# Vets Eligibility Extension Question



## redemption05 (Nov 11, 2005)

I am looking for some clarification in regards to the following law which is posted on the civil service website. 

"Pursuant to Chapter 708 of the Acts of 1941, an applicant who is activated to full-time active duty after he/she passes a civil service exam or after his/her name is placed on an eligible list, may request in writing within six months upon his/her return from active duty, to the Human Resources Division to extend his/her eligibility for a period equal to the period of eligibility remaining at the time he/she commences active military duty."

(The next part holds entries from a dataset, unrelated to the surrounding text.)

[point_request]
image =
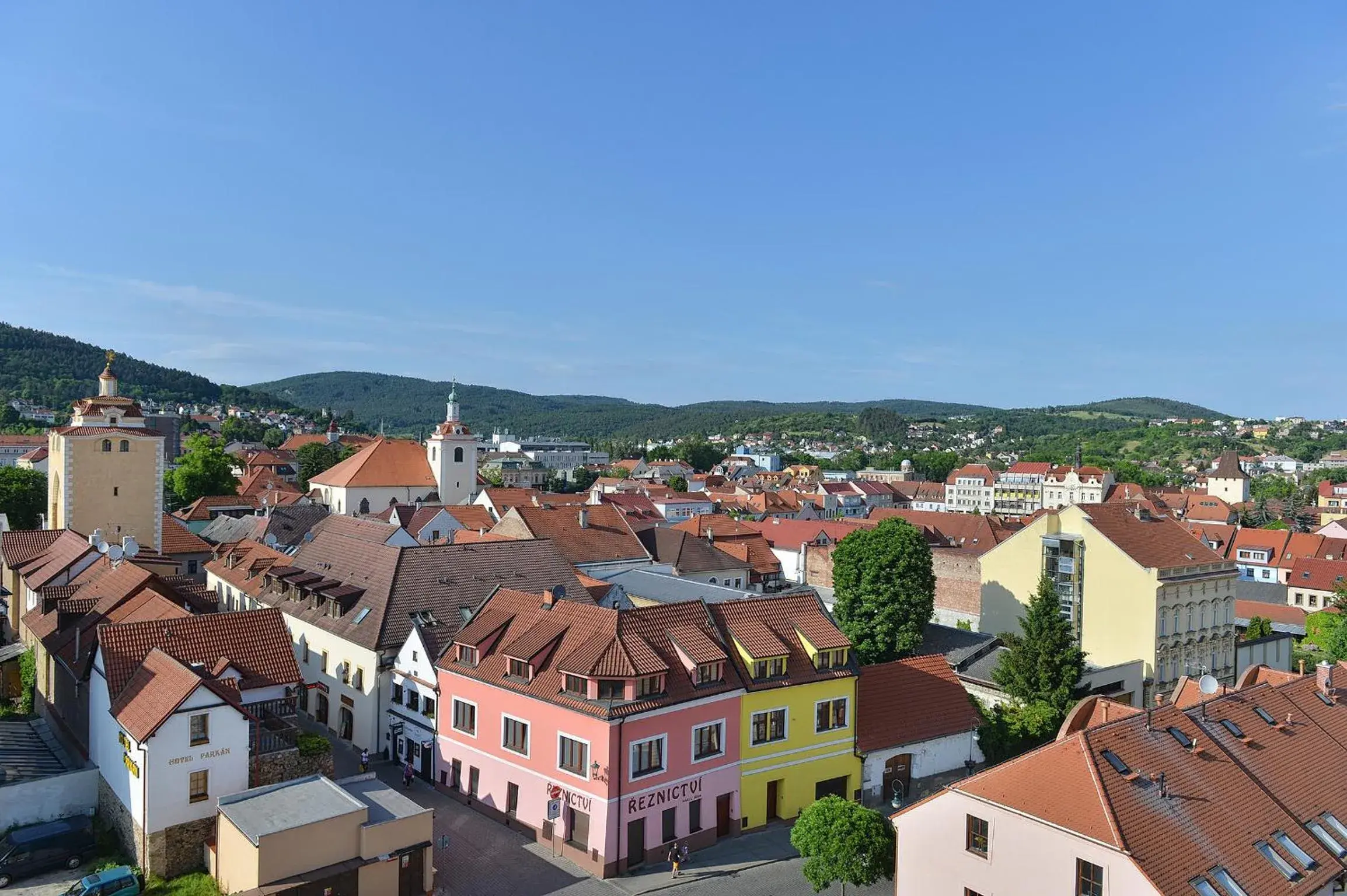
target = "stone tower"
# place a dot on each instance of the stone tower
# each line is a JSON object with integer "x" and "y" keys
{"x": 452, "y": 451}
{"x": 106, "y": 470}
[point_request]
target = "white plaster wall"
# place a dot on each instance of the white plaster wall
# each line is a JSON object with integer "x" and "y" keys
{"x": 1025, "y": 858}
{"x": 37, "y": 801}
{"x": 172, "y": 759}
{"x": 106, "y": 751}
{"x": 367, "y": 728}
{"x": 929, "y": 758}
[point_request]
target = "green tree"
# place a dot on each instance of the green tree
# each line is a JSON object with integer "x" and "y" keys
{"x": 884, "y": 590}
{"x": 23, "y": 494}
{"x": 316, "y": 458}
{"x": 1015, "y": 728}
{"x": 1258, "y": 627}
{"x": 843, "y": 842}
{"x": 1044, "y": 662}
{"x": 204, "y": 470}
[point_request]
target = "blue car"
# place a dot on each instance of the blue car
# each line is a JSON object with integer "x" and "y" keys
{"x": 115, "y": 881}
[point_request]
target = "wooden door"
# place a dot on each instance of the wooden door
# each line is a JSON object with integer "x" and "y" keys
{"x": 635, "y": 842}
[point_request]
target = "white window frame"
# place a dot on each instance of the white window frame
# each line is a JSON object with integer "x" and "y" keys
{"x": 528, "y": 736}
{"x": 589, "y": 755}
{"x": 664, "y": 758}
{"x": 477, "y": 719}
{"x": 830, "y": 701}
{"x": 781, "y": 740}
{"x": 693, "y": 746}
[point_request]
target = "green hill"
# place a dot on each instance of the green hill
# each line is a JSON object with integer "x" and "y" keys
{"x": 55, "y": 370}
{"x": 1151, "y": 408}
{"x": 403, "y": 402}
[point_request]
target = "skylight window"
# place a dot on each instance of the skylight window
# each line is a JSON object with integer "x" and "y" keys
{"x": 1278, "y": 862}
{"x": 1300, "y": 856}
{"x": 1116, "y": 761}
{"x": 1326, "y": 838}
{"x": 1227, "y": 881}
{"x": 1336, "y": 825}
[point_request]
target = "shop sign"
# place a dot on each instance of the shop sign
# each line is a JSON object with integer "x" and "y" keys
{"x": 672, "y": 794}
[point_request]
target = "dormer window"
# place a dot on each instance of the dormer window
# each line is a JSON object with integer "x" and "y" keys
{"x": 574, "y": 687}
{"x": 773, "y": 668}
{"x": 830, "y": 660}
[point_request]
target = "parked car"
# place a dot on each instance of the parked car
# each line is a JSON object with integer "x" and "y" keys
{"x": 121, "y": 880}
{"x": 38, "y": 848}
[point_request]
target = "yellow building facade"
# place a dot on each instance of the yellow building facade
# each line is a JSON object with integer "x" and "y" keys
{"x": 1135, "y": 587}
{"x": 798, "y": 712}
{"x": 106, "y": 470}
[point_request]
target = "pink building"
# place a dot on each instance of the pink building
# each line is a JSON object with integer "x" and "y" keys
{"x": 609, "y": 734}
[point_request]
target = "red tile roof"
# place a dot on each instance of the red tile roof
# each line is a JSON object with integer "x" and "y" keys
{"x": 908, "y": 701}
{"x": 1319, "y": 575}
{"x": 256, "y": 643}
{"x": 386, "y": 462}
{"x": 178, "y": 540}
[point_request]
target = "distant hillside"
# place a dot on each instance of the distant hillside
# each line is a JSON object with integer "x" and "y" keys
{"x": 1151, "y": 408}
{"x": 409, "y": 402}
{"x": 55, "y": 370}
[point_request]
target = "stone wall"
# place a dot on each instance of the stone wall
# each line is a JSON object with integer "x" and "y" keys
{"x": 117, "y": 818}
{"x": 182, "y": 848}
{"x": 287, "y": 765}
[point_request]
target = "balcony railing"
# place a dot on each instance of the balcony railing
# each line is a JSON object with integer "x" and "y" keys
{"x": 275, "y": 728}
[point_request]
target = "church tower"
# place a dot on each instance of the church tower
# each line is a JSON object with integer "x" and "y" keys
{"x": 452, "y": 451}
{"x": 106, "y": 470}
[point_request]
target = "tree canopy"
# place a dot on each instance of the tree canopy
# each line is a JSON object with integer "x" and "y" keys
{"x": 204, "y": 470}
{"x": 884, "y": 590}
{"x": 23, "y": 494}
{"x": 843, "y": 842}
{"x": 1043, "y": 662}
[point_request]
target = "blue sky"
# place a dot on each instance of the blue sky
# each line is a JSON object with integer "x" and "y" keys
{"x": 986, "y": 202}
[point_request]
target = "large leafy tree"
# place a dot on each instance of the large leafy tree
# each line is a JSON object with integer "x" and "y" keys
{"x": 23, "y": 494}
{"x": 204, "y": 470}
{"x": 843, "y": 842}
{"x": 884, "y": 590}
{"x": 1044, "y": 662}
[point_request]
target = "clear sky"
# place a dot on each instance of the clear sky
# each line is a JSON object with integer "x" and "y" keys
{"x": 1011, "y": 204}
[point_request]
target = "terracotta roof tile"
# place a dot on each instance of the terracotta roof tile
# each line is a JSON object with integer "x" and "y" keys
{"x": 908, "y": 701}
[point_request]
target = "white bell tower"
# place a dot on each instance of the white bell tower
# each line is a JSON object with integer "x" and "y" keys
{"x": 452, "y": 451}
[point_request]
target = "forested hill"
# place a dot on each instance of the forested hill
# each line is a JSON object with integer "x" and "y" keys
{"x": 409, "y": 402}
{"x": 55, "y": 370}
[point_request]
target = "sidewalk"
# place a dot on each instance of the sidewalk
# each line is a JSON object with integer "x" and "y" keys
{"x": 729, "y": 856}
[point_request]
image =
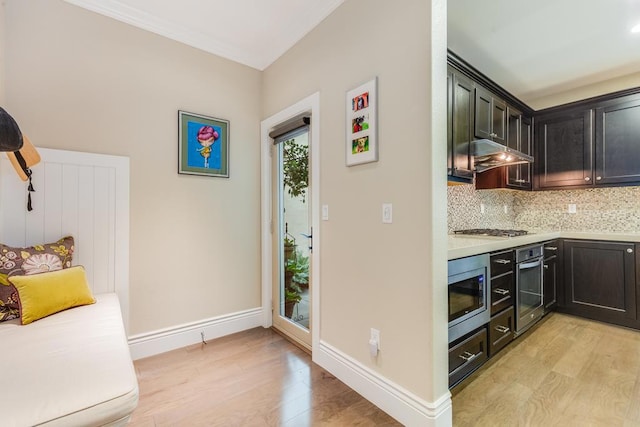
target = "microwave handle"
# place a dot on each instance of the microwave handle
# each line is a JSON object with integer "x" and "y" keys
{"x": 528, "y": 265}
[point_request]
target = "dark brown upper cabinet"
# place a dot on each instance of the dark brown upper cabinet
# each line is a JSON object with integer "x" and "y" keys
{"x": 490, "y": 116}
{"x": 564, "y": 155}
{"x": 618, "y": 142}
{"x": 519, "y": 137}
{"x": 460, "y": 125}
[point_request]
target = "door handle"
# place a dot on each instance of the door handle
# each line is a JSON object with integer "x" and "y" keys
{"x": 528, "y": 265}
{"x": 310, "y": 237}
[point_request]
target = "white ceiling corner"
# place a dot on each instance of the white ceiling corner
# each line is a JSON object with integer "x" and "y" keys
{"x": 251, "y": 32}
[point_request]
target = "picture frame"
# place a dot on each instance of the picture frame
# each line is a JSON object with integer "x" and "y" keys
{"x": 361, "y": 144}
{"x": 203, "y": 145}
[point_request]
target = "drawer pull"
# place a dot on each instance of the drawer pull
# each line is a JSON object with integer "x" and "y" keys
{"x": 468, "y": 357}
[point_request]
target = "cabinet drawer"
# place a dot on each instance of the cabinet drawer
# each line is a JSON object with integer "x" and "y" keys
{"x": 501, "y": 263}
{"x": 501, "y": 293}
{"x": 467, "y": 356}
{"x": 500, "y": 331}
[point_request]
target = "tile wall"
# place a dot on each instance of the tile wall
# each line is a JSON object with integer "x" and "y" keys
{"x": 464, "y": 208}
{"x": 599, "y": 210}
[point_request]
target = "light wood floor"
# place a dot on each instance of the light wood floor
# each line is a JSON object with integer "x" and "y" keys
{"x": 567, "y": 372}
{"x": 254, "y": 378}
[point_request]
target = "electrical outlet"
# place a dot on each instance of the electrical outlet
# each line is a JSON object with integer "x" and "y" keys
{"x": 375, "y": 337}
{"x": 325, "y": 212}
{"x": 387, "y": 213}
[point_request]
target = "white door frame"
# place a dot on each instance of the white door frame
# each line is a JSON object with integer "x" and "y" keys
{"x": 308, "y": 104}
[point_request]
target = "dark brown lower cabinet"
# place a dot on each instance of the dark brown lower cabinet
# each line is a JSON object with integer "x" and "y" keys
{"x": 501, "y": 331}
{"x": 467, "y": 355}
{"x": 600, "y": 281}
{"x": 552, "y": 275}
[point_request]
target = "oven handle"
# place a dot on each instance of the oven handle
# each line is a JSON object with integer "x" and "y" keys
{"x": 528, "y": 265}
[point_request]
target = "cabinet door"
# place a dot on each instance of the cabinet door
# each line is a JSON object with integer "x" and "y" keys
{"x": 517, "y": 175}
{"x": 526, "y": 146}
{"x": 600, "y": 281}
{"x": 550, "y": 282}
{"x": 499, "y": 120}
{"x": 564, "y": 156}
{"x": 462, "y": 111}
{"x": 618, "y": 143}
{"x": 490, "y": 116}
{"x": 483, "y": 121}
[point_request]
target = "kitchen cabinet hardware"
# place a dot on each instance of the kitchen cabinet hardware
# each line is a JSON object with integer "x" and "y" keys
{"x": 468, "y": 357}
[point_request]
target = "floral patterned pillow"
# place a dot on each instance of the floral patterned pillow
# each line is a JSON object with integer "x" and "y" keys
{"x": 25, "y": 261}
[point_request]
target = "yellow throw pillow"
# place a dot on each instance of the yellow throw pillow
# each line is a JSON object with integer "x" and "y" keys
{"x": 43, "y": 294}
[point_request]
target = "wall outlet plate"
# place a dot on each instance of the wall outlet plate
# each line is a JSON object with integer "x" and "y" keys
{"x": 387, "y": 213}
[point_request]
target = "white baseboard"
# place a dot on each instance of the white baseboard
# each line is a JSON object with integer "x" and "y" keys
{"x": 401, "y": 404}
{"x": 163, "y": 340}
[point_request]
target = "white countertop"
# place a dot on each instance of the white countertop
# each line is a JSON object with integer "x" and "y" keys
{"x": 462, "y": 246}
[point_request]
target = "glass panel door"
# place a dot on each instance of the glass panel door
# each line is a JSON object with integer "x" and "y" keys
{"x": 293, "y": 235}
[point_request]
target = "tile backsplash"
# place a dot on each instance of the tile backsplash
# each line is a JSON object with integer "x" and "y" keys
{"x": 615, "y": 209}
{"x": 464, "y": 207}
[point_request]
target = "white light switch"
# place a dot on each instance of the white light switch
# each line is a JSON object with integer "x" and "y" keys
{"x": 387, "y": 213}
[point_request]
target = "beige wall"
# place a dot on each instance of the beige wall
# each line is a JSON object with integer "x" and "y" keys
{"x": 601, "y": 88}
{"x": 376, "y": 275}
{"x": 2, "y": 49}
{"x": 79, "y": 81}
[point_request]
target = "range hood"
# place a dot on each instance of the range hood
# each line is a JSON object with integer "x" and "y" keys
{"x": 489, "y": 154}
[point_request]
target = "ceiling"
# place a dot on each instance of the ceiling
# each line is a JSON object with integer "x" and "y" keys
{"x": 251, "y": 32}
{"x": 536, "y": 48}
{"x": 532, "y": 48}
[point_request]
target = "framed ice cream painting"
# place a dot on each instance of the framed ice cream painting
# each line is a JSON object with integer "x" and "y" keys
{"x": 362, "y": 141}
{"x": 203, "y": 145}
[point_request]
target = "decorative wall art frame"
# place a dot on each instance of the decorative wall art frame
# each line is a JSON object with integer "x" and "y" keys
{"x": 203, "y": 145}
{"x": 362, "y": 124}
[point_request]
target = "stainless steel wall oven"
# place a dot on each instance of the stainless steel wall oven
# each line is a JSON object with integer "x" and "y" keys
{"x": 468, "y": 286}
{"x": 529, "y": 295}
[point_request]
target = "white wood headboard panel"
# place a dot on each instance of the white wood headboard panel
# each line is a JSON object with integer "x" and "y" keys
{"x": 80, "y": 194}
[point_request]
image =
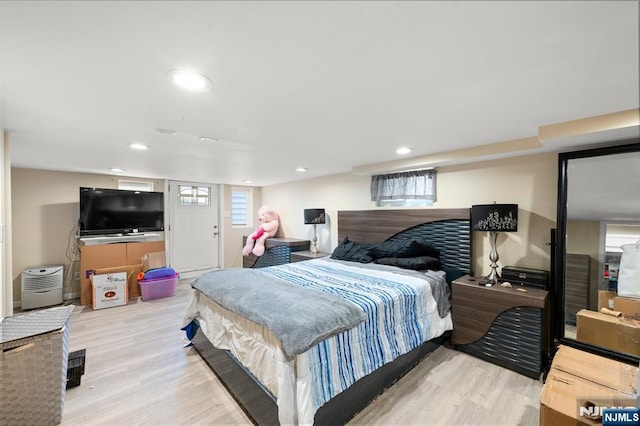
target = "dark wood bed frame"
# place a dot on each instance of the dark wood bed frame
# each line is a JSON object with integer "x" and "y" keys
{"x": 447, "y": 229}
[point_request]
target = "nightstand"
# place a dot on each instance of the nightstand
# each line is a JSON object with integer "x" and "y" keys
{"x": 278, "y": 251}
{"x": 506, "y": 326}
{"x": 299, "y": 256}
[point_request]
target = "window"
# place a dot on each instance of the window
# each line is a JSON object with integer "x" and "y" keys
{"x": 189, "y": 195}
{"x": 240, "y": 206}
{"x": 131, "y": 185}
{"x": 414, "y": 188}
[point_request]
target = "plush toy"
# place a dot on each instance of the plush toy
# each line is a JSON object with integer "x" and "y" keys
{"x": 269, "y": 223}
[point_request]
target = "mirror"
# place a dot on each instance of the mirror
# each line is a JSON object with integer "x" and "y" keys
{"x": 598, "y": 213}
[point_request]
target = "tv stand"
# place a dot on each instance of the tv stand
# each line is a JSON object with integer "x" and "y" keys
{"x": 121, "y": 238}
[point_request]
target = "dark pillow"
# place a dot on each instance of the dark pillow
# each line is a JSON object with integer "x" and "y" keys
{"x": 419, "y": 263}
{"x": 403, "y": 248}
{"x": 452, "y": 273}
{"x": 352, "y": 251}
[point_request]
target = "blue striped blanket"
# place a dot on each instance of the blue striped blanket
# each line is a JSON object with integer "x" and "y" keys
{"x": 299, "y": 316}
{"x": 399, "y": 309}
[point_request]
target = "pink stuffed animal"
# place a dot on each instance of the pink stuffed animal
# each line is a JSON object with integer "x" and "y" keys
{"x": 268, "y": 228}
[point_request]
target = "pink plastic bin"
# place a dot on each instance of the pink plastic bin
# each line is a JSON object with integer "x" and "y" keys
{"x": 158, "y": 288}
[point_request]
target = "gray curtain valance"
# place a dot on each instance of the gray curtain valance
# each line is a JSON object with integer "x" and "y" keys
{"x": 414, "y": 185}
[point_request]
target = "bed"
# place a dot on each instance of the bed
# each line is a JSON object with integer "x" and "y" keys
{"x": 325, "y": 370}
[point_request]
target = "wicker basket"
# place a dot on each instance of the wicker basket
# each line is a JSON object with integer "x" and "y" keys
{"x": 35, "y": 347}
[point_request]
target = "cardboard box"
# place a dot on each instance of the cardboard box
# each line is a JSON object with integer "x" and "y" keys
{"x": 627, "y": 305}
{"x": 109, "y": 290}
{"x": 605, "y": 299}
{"x": 94, "y": 257}
{"x": 153, "y": 260}
{"x": 579, "y": 384}
{"x": 619, "y": 334}
{"x": 132, "y": 271}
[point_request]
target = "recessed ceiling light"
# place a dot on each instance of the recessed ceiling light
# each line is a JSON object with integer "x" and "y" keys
{"x": 139, "y": 146}
{"x": 403, "y": 150}
{"x": 192, "y": 81}
{"x": 166, "y": 131}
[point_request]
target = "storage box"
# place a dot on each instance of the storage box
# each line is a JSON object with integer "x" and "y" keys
{"x": 153, "y": 261}
{"x": 619, "y": 334}
{"x": 94, "y": 257}
{"x": 33, "y": 348}
{"x": 132, "y": 271}
{"x": 527, "y": 277}
{"x": 605, "y": 299}
{"x": 109, "y": 290}
{"x": 627, "y": 305}
{"x": 580, "y": 384}
{"x": 158, "y": 288}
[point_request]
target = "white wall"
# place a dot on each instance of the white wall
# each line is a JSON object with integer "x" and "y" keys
{"x": 6, "y": 291}
{"x": 529, "y": 181}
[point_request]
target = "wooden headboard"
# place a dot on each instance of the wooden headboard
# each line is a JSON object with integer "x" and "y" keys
{"x": 448, "y": 230}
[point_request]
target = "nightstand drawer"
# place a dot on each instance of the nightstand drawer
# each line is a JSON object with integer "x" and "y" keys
{"x": 300, "y": 256}
{"x": 502, "y": 325}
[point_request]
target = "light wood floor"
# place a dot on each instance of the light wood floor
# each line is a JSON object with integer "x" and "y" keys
{"x": 137, "y": 372}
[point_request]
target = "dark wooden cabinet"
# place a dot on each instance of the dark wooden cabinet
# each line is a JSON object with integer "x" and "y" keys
{"x": 576, "y": 289}
{"x": 277, "y": 252}
{"x": 506, "y": 326}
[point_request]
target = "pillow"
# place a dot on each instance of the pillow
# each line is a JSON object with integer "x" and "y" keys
{"x": 452, "y": 273}
{"x": 403, "y": 248}
{"x": 419, "y": 263}
{"x": 352, "y": 251}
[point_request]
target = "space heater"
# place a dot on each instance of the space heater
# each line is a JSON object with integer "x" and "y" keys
{"x": 41, "y": 287}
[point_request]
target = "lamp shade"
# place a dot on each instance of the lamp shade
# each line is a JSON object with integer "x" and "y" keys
{"x": 312, "y": 216}
{"x": 495, "y": 217}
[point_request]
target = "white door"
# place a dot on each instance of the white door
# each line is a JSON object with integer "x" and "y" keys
{"x": 194, "y": 226}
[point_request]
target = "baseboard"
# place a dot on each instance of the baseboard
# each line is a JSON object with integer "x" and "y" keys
{"x": 71, "y": 296}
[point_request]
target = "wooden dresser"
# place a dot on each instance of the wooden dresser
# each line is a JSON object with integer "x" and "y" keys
{"x": 506, "y": 326}
{"x": 576, "y": 290}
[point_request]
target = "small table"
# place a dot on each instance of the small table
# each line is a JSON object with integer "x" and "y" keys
{"x": 506, "y": 326}
{"x": 299, "y": 256}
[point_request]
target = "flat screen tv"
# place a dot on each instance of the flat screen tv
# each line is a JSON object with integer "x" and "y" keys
{"x": 115, "y": 211}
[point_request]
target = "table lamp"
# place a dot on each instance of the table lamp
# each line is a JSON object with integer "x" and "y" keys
{"x": 314, "y": 217}
{"x": 494, "y": 218}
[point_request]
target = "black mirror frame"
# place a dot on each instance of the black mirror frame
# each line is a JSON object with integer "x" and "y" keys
{"x": 621, "y": 147}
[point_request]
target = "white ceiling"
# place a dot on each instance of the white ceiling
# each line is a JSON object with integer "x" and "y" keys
{"x": 325, "y": 85}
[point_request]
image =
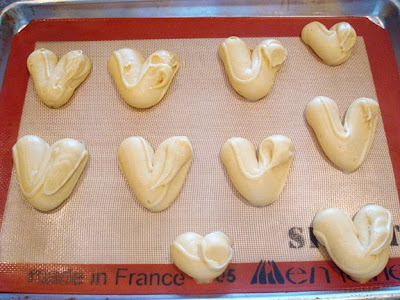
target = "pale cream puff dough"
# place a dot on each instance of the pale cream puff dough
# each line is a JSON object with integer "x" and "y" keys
{"x": 55, "y": 81}
{"x": 48, "y": 174}
{"x": 155, "y": 178}
{"x": 347, "y": 145}
{"x": 359, "y": 247}
{"x": 202, "y": 258}
{"x": 142, "y": 83}
{"x": 333, "y": 46}
{"x": 260, "y": 181}
{"x": 252, "y": 72}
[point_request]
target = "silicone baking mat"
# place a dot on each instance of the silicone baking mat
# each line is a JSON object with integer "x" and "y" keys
{"x": 101, "y": 222}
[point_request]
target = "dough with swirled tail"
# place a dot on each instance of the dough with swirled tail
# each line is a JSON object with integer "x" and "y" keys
{"x": 155, "y": 178}
{"x": 333, "y": 46}
{"x": 259, "y": 181}
{"x": 142, "y": 83}
{"x": 252, "y": 72}
{"x": 203, "y": 258}
{"x": 347, "y": 145}
{"x": 359, "y": 247}
{"x": 48, "y": 174}
{"x": 55, "y": 81}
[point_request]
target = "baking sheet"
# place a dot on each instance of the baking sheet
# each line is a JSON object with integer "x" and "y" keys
{"x": 104, "y": 222}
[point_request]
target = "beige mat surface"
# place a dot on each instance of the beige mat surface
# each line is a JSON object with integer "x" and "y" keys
{"x": 103, "y": 223}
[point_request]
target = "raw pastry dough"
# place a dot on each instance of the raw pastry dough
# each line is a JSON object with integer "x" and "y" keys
{"x": 55, "y": 81}
{"x": 333, "y": 46}
{"x": 252, "y": 73}
{"x": 142, "y": 83}
{"x": 346, "y": 146}
{"x": 203, "y": 258}
{"x": 259, "y": 181}
{"x": 47, "y": 175}
{"x": 359, "y": 247}
{"x": 155, "y": 178}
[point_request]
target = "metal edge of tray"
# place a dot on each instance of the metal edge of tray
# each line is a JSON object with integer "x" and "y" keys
{"x": 385, "y": 13}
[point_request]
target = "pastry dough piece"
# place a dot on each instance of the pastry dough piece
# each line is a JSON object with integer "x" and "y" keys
{"x": 333, "y": 46}
{"x": 48, "y": 174}
{"x": 155, "y": 178}
{"x": 359, "y": 247}
{"x": 346, "y": 146}
{"x": 55, "y": 81}
{"x": 142, "y": 83}
{"x": 252, "y": 73}
{"x": 203, "y": 258}
{"x": 259, "y": 181}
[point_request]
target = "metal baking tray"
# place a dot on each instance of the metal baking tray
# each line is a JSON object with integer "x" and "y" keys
{"x": 385, "y": 14}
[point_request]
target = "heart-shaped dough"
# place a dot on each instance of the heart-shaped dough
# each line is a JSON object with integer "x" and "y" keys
{"x": 333, "y": 46}
{"x": 259, "y": 181}
{"x": 55, "y": 81}
{"x": 142, "y": 83}
{"x": 359, "y": 247}
{"x": 252, "y": 73}
{"x": 346, "y": 146}
{"x": 203, "y": 258}
{"x": 155, "y": 178}
{"x": 47, "y": 175}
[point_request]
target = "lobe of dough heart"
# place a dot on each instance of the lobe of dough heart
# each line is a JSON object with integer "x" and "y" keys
{"x": 155, "y": 178}
{"x": 47, "y": 175}
{"x": 55, "y": 81}
{"x": 142, "y": 83}
{"x": 203, "y": 258}
{"x": 252, "y": 73}
{"x": 346, "y": 146}
{"x": 259, "y": 181}
{"x": 333, "y": 46}
{"x": 359, "y": 247}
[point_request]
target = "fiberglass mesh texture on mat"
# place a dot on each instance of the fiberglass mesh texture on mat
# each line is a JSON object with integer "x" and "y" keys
{"x": 101, "y": 222}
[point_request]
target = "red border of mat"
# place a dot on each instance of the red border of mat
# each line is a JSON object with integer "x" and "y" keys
{"x": 276, "y": 277}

My question is, does this law only apply to reservists?? For example, an active duty service member receives a card while on active duty, shortly thereafter the city goes into a hiring freeze and decides not to hire, and the list expires. Can the service member request an extension for the certified list off of which they received a card???

Any advice would be greatly appreciated. Thank you.


----------



## MKellyIrish (Apr 1, 2009)

I'm in the same boat here. I'm currently on an elgible list that is due to expire whenever the new list from the 2009 exam comes out this november.when the new list does come out can I can extend my eligibility from the 2007 exam onto the 2009 list for the same town since I went active duty in Nov 2007?


----------



## Irishpride (May 5, 2002)

redemption05 said:


> For example, an active duty service member receives a card while on active duty, shortly thereafter the city goes into a hiring freeze and decides not to hire, and the list expires. Can the service member request an extension for the certified list off of which they received a card???


As I understand it, once an appointing authority decides it does not have the funds for the position and they do not take a name off of that cert. in 12 weeks the list is vacated. If the town wants to hire at a later date they need to request a new certification from CS. The extension is designed for when the position is going to be filled, which in the example you gave it is not. Basically there is nothing to extend because the certification is shitcanned.


----------



## MetrowestPD (Oct 21, 2008)

I agree with Irish, as I understand once the new list is out the old one is shit canned. The extension is for an eligible list.


----------



## MKellyIrish (Apr 1, 2009)

Ok so I am number 1 in my town right now on the list off the 2007 police exam.Shortly after the 2007 exam I changed my residency to boston and went active duty in the military.I know for a fact that the town I lived in is going to be hiring in the next 6 months the problem is when I take the 2009 make-up exam I won't have prefrence in that town anymore and they could be hiring off that list.But that law states if you go active duty after you either pass the exam or was placed on an elgible list which I was that I can extend my elgibility to the amount of time that was remaining when I went active duty. So if I went active duty in Nov 2007 and the list doesn't run up until say Nov 09. Won't I be extended onto the new list if they decide to hire off it because of the time I had remaining when I went active?


----------



## redemption05 (Nov 11, 2005)

Thank you for the input. I'm trying to acquire more info from civil service although I haven't been too successful in dealing with them thus far. Thanks again.


----------



## MKellyIrish (Apr 1, 2009)

Talked to civil service today. Bottom line if you either passed an exam and or was put on an elgible list and then went active duty, whatever time that was left on that exam when you went active duty will be your extension when you return. So if you had 6 months left on that exam until it expired when you come back that 6 months can or will be extended onto the new exam for that period of time


----------



## redemption05 (Nov 11, 2005)

Thanks for the info Irish. Unfortunately it doesn't help me. I was already active duty when I received my card. Good luck to you.


----------